Do not add new files. Do not edit the files in the includes/ directory. Do not add new database tables or columns.

You will not receive credit for fixing any of the following issues: SQL injection vulnerabilities, attacks by other sites hosted on cgi.stanford.edu, database race conditions, buffer overflows, attacks that only work when register_globals is on, or lack of HTTPS.

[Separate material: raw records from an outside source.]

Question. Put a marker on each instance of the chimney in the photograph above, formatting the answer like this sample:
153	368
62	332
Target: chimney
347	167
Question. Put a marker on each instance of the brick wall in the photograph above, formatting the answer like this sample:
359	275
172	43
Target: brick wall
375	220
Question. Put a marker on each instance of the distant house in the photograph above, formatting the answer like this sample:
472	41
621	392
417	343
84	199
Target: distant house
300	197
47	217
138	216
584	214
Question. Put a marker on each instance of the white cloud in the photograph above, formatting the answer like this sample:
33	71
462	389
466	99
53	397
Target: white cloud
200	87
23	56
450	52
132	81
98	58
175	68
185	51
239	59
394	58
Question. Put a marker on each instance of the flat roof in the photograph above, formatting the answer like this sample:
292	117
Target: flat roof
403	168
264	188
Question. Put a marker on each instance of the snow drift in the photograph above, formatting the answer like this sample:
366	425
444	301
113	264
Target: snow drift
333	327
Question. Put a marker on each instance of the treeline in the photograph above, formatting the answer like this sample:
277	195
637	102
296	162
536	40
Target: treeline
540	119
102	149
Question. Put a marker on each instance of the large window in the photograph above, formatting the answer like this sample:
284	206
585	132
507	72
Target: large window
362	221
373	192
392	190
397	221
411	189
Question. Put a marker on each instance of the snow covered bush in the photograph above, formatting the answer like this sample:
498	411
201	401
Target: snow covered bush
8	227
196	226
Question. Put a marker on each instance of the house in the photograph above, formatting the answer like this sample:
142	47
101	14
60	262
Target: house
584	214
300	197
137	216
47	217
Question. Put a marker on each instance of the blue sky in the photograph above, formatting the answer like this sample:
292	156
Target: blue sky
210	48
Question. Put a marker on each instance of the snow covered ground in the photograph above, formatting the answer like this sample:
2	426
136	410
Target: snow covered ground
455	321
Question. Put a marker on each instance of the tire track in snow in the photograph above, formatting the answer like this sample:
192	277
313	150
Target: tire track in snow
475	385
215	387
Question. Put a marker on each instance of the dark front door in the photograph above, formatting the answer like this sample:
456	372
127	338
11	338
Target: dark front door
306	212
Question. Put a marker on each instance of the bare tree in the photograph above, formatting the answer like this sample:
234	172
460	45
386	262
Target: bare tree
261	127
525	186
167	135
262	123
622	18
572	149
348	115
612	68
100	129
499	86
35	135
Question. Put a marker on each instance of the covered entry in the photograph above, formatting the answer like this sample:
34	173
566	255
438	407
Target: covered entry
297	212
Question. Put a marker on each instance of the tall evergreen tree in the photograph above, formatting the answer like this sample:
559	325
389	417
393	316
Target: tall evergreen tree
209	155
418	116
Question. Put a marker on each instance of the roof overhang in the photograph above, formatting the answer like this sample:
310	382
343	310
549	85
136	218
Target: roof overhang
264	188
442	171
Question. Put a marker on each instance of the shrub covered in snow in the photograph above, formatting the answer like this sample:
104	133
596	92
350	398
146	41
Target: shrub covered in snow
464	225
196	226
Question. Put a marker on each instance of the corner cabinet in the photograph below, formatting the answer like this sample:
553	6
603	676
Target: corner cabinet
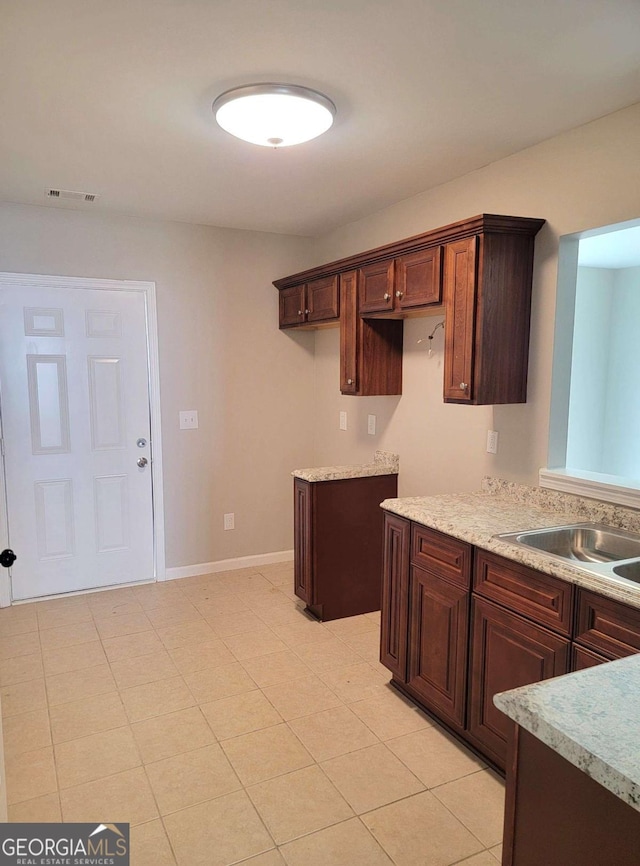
487	295
480	269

There are no specific requirements for error messages on bad input. You can sanitize the input or simply die(), as long as you note your decision in the README file. Sanitizing is probably the more user-friendly option.

Deliverables

Submit the four files in the root directory of your site: index.php, users.php, transfer.php, login.php, and zoobars.js.php. Include the usual ID file. Also include a README file (required) with a one-sentence description of each change you made, and what types of user input (if any) will cause your site to refuse requests or show error messages.

Submit your project as pp2.part2 using /usr/class/cs155/bin/submit.

Honor code

In Part 1 of this assignment, we are asking you to craft attacks to further your understanding of web application security and the consequences of poor input validation. It is highly illegal and unethical to send malicious code to unwitting recipients. Do not distribute your attacks outside your group, and choose non-obvious usernames on zoobar.org so that other groups will not accidentally stumble upon your work.

An important aspect of the project is discovering the additional cross-site scripting vulnerabilities in Part 2, so we ask that you do not assist other groups in finding these vulnerabilities. Do not connect to the websites that other groups have set up for Part 2.